The average medial PTS in our population was -6.7° (95% CI -4.9; -8.5), and in the lateral compartment -5.7° (95% CI -4.3; -7.1). It must be noted that interobserver and intraobserver agreement was poorer for lateral PTS compared to medial PTS. Still, our observed PTS values are comparable to previous studies. In a systematic review and meta-analysis by Wordeman et al., average lateral PTS in ACL-injured subjects was between -1.8 (± 3.2) and -11.5 (± 3.54) degrees [35]. Average medial PTS in ACL-injured subjects was between + 1.8 (± 3.5) and -12.1(± 3.3) degrees.[35].

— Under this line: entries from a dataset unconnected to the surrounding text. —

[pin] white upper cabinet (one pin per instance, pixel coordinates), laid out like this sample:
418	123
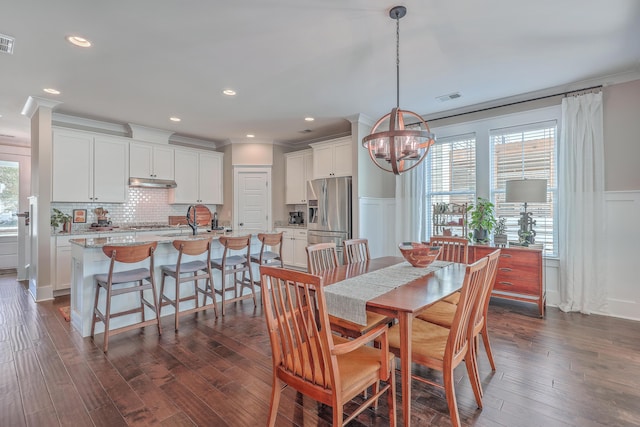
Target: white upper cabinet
89	167
151	161
332	158
299	169
198	177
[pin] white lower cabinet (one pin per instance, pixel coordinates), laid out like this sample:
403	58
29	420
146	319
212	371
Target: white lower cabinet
61	260
294	243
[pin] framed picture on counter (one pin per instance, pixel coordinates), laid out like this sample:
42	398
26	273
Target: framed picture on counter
79	215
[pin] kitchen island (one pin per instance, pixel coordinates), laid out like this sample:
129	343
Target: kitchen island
87	259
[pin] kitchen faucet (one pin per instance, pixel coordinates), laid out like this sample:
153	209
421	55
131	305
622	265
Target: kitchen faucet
194	224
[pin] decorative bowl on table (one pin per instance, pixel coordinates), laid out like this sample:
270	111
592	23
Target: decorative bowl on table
419	254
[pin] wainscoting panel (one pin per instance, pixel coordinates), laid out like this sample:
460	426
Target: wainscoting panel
8	252
377	219
622	212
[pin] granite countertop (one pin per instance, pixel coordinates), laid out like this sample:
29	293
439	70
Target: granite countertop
129	229
131	239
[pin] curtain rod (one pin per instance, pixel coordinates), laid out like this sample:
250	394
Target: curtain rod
572	92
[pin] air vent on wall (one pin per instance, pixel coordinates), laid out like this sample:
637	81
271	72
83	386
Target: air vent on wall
449	97
6	44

We cannot state whether the aforementioned compensation mechanisms are able to limit ATT in subjects with higher levels of PTS. Dejour et al. report a significant increase of passive ATT with PTS > 12°[8], Li et al. report increased passive ATT with PTS of 10°and Webb et al. report increased risk of ACL injury and graft failure with PTS > 12° [23, 34]. Observed PTS did not reach these values in our population. It would be of interest to additionally investigate the relation between PTS and ATT during in vivo motion. The ΔPTS variable is theoretically interesting to explore further with respect to tibial rotation.

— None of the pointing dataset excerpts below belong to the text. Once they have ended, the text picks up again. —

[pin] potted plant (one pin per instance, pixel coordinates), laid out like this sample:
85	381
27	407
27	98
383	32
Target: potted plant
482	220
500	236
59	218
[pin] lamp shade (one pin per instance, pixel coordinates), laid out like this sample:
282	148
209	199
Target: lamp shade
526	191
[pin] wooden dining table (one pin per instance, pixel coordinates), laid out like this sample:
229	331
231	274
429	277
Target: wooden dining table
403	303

In contrast to passive ATT, which is significantly correlated to PTS, little (if any) to weak correlations were found between dynamic ATT and PTS. A compensation mechanism seems to be able to correct for the anatomical influence of PTS on dynamic ATT during high-demand tasks. Moderate-to-strong correlations between PTS and dynamic rTR were found one year after ACL reconstruction. These findings warrant prudence in the use of a pure anterior closing-wedge osteotomy in ACL reconstruction; the effect of an anteromedial opening wedge on dynamic ATT and rTR may be further explored.